Bir de Allah’ın zatını kavramak beşer için mümkün olmadığı için, buradaki beraberlik, kavuşma, yakınlık, Allah Teâlâ’nın kuluna olan hitabı ve sair haller, Allah’ın Zatı itibarı ile değil, sıfatları itibarı iledir. Dolayısıyla bu Seyr-i Sefer ancak O’nun sıfatlarına yakınlık elde etme arzusuna matuftur. Allah’ın zatını bu gibi şeylerden tenzih ederiz!

Devamında Üstadımız Buyurdular ki:

“Nefsi yönden seyr-i sülûk da bu şekilde yapılır. Seyr-i Sülûkünü ilk tamamlayan, miraca çıktığı için Rasulullah (sav) Hazretleridir. Allah’ü Teâlâ Hz.leri ile beraber hem bedenen, hem de kalp gözü ile görüşmüştür.”

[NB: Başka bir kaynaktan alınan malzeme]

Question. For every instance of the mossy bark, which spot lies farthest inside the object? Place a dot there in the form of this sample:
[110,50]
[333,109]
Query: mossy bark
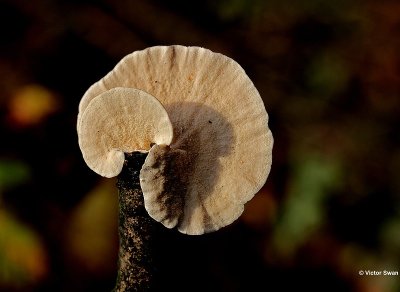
[136,228]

Üstadımız Rasulullah (sav)’in de Seyr-i Sülûkünden bahsediyor. Bu, Peygamberlik mertebesi ile alakalı olan bir husus değil de Velayetle alakalı bir husustur. Zira Peygamberlerin makamı, Veliler gibi çalışmakla elde edilmez. Ancak Peygamberler Velayet mertebesi üzere çalışarak tekâmül etmek durumundadırlar. Ve onların Velayetleri daha kapsamlıdır. Veli zatların Velayette varacakları en son mertebe, Nebi zatların Velayetinin bağlanıcıdır. Nebi zatların da Velayette varacakları en son mertebe, Resul olan zatların Velayetinin başlangıcıdır. Resullerin ise Velayette varacakları en son mertebe, Rasulullah (sav) Efendimizin Velayetinin ilk başlangıcıdır. O’nun Velayetinin ise sonu ‘Makam-ı Mahmud’ dur. Allah O’na salât ve selam eylesin.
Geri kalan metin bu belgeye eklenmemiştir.